The average typing WPM isn't comparable to the average typing WPM someone has while working on say, an essay. Just like how the average speaking WPM isn't comparable to the same. Even more when what's being written has to be more proper than spoken language, where grammatical errors, broken sentences or stuttering etc is completely normal and easy to ignore.
We've had fairly robust speech to text for a few years now and the only places its seen real penetration in is basic personal assistant stuff involving short and simple queries, so I find it hard to imagine that anyone thinks that speech can replace keyboards as an input method.
Even with people I know who've tried to switch to using speech to text due to injuries, it's been a nightmare because there are no easy ways to use it for anything that isn't plain format-less dictionary language.
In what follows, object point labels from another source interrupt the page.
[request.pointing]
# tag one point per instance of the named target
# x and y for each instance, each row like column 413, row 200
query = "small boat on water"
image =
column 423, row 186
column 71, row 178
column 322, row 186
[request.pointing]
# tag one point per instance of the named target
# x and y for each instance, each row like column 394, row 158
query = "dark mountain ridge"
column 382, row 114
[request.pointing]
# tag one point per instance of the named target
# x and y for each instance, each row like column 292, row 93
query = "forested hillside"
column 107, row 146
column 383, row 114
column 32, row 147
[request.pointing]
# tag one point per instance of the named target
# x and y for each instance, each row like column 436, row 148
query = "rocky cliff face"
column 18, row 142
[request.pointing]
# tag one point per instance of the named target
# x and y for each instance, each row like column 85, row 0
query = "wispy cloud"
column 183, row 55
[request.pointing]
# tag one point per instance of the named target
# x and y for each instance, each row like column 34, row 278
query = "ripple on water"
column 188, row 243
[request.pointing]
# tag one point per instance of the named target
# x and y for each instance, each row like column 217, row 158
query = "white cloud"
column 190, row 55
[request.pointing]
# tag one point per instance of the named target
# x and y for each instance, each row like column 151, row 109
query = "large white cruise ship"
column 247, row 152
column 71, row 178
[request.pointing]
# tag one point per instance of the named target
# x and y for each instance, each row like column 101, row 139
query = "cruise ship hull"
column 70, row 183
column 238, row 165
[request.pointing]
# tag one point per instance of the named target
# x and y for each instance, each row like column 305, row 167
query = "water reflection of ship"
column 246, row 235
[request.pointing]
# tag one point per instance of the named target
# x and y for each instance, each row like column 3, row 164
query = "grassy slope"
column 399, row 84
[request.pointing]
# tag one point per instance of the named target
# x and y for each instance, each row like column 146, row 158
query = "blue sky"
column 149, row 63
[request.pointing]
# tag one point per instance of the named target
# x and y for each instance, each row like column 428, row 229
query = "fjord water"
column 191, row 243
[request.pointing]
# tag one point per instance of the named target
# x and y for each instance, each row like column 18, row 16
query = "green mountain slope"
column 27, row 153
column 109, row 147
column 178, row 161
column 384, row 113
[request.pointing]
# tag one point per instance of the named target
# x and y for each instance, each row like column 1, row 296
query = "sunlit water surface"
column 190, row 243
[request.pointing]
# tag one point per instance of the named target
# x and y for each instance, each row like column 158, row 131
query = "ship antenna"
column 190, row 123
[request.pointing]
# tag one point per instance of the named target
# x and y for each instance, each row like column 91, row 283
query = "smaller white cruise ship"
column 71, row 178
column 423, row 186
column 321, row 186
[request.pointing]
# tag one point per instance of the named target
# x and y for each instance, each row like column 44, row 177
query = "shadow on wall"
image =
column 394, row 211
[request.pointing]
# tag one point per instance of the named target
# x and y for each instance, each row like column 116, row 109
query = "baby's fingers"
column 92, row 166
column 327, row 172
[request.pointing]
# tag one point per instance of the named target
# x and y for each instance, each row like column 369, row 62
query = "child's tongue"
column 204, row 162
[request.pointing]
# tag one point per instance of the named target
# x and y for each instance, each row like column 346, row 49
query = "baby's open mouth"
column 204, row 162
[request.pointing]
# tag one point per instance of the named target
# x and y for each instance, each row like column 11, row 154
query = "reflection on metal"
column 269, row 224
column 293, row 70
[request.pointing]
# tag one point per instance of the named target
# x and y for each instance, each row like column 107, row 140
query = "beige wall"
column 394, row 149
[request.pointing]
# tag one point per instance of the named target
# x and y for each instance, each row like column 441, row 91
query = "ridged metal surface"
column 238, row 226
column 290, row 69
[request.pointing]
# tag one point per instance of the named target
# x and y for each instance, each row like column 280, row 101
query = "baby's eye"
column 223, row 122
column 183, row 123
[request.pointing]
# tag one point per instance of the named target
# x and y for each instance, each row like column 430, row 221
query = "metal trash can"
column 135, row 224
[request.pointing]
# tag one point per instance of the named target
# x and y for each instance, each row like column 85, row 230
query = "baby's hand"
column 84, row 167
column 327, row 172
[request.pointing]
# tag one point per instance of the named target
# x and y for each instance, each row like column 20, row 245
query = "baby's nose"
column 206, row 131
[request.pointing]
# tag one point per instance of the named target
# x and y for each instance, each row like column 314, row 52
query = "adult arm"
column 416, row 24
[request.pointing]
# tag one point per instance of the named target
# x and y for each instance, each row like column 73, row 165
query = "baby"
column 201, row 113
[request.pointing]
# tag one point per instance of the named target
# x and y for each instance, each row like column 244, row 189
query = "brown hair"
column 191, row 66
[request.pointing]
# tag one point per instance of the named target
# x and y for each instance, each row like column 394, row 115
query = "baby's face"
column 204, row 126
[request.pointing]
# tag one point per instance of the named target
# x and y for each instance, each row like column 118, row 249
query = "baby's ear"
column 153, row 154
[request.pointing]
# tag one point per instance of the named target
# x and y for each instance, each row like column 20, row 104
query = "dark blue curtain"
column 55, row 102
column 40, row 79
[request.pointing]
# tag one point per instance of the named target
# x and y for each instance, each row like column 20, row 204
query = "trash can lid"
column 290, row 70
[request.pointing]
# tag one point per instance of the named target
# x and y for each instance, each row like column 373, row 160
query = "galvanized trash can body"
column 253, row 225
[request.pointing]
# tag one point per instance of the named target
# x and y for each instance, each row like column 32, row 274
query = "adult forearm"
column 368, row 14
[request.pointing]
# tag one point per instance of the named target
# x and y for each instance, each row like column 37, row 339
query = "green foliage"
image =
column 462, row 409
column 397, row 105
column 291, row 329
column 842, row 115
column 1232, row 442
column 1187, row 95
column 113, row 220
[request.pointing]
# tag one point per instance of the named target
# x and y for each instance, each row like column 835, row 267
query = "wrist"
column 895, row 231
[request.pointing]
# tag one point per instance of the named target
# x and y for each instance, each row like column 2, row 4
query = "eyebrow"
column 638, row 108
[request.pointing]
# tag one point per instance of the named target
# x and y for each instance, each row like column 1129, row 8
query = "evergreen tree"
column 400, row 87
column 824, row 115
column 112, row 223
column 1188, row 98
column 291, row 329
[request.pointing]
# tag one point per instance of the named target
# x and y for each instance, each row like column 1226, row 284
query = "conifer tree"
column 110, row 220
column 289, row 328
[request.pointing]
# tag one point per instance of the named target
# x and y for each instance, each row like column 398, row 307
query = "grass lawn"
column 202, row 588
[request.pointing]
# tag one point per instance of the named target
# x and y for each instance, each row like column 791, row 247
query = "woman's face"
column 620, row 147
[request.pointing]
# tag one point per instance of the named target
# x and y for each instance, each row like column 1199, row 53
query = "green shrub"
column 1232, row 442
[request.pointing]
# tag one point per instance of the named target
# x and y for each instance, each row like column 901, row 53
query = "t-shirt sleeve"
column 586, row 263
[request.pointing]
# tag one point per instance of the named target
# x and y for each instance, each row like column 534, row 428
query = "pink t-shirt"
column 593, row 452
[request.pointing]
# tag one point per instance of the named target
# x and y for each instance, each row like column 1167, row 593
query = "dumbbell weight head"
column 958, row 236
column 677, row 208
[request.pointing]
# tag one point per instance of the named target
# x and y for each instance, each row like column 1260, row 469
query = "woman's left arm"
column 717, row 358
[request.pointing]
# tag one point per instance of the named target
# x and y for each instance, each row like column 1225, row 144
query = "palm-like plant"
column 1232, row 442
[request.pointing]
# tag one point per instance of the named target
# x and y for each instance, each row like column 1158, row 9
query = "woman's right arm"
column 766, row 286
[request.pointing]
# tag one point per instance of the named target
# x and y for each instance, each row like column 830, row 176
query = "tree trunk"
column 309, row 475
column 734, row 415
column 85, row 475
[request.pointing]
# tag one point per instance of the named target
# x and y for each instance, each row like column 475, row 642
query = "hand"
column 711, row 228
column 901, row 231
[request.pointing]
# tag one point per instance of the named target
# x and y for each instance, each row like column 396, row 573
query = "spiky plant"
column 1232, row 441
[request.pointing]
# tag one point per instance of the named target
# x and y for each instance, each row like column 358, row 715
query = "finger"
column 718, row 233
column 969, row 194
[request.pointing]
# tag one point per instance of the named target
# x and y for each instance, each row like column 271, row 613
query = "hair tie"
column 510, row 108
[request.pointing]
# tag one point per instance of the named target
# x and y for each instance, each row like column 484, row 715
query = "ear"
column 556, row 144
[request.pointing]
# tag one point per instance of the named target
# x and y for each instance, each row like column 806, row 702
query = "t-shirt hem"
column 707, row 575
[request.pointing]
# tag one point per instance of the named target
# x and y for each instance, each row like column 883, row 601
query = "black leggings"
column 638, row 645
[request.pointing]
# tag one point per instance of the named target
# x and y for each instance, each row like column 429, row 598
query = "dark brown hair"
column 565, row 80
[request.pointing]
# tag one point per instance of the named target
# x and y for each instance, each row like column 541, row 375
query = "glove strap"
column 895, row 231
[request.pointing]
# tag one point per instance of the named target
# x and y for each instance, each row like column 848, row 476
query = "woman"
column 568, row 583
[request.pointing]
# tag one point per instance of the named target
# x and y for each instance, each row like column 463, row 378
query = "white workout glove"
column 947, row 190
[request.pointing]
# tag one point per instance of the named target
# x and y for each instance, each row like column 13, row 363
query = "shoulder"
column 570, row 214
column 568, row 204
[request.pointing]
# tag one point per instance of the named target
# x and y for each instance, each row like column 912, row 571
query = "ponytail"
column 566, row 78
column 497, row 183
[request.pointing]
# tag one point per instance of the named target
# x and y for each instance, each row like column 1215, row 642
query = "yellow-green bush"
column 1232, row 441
For casual communication it sucks because people use a lot of slang, often even slang exclusive to their friend group, and for serious communication it doesn't work because "delete last word" or "cut sentence X and paste here" is objectively not as convenient/fast for say, the average western highschool student as doing the same via keyboard.
Not even considering how unrealistic it is to edit/format text via speech.
As a way to reason about this, look at some code (assuming you're a programmer) and try to think of how you would input it without a keyboard.
The main issue with speech to text is that it is not private, and that it pollutes the environment with noise. How would speech-to-text work for a college student making notes in a lecture for instance?
The only place it works is if you have your own private office (e.g. doctors dictating their notes), or at home.